In other words, most CFOs look at liability risk in periodic aggregate terms. Repeated big hits must be insured against because they aggregate to serious consequences. But the rare, single big hit can be tolerated, as can routine lower value losses. Conventional thinking about retentions and deductibles, on the other hand, almost always looks at the risk in terms of per occurrence or per claim, with the same retained exposure for each and every one of them, whether it’s the first claim or the fiftieth in the policy period.

Where is it written that all SIRs and deductibles must attach or apply at the same level for all occurrences or claims? It isn’t written anywhere. It’s just the way it has nearly always been done, and, unfortunately, without enough linkage to the company’s true risk appetite or consideration of alternative structures.

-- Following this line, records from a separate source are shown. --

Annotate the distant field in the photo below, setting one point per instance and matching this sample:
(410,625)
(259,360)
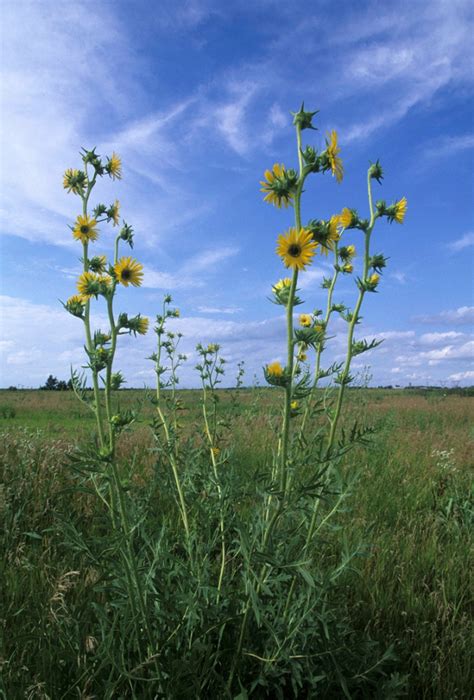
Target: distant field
(412,509)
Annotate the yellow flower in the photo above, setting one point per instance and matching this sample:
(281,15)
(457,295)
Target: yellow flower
(142,325)
(296,248)
(282,284)
(374,279)
(114,212)
(345,218)
(129,271)
(98,263)
(88,285)
(85,229)
(114,167)
(274,369)
(276,186)
(400,210)
(306,320)
(332,150)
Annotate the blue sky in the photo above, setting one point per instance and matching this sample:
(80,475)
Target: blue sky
(195,97)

We think “drop down” retentions (sometimes referred to as “corridor” retentions or deductibles) deserve much more attention than they receive, especially for companies without high frequency loss histories and good cash flow. A $1 billion revenue company with a good loss history and a per occurrence or per claim deductible of $250,000 or less, will significantly reduce premium cost by moving to a $2 million retention for the first (or first two) covered occurrence or claim in the policy period, with its original lower retention or deductible applying to additional occurrences or claims, should there be any to pierce it. For most good risks, there won’t be.

The Bottom Line:

There are ways to work from the CFOs appetite and look at deductible structure more creatively. And many CFOs will be pleased by the results. Why? Because by rethinking your deductible approach, the true concern of the enterprise—losses large enough to impair the balance sheet—can be protected, while the premium component, (the certainty component) of Cost of Risk (COR), can be reduced, or redeployed to increase limits, thereby meeting what should be the real objective: insurance against disaster. You may well find that by restructuring your deductibles, you can buy smart, and buy more, if you should be, for the same overall expenditure.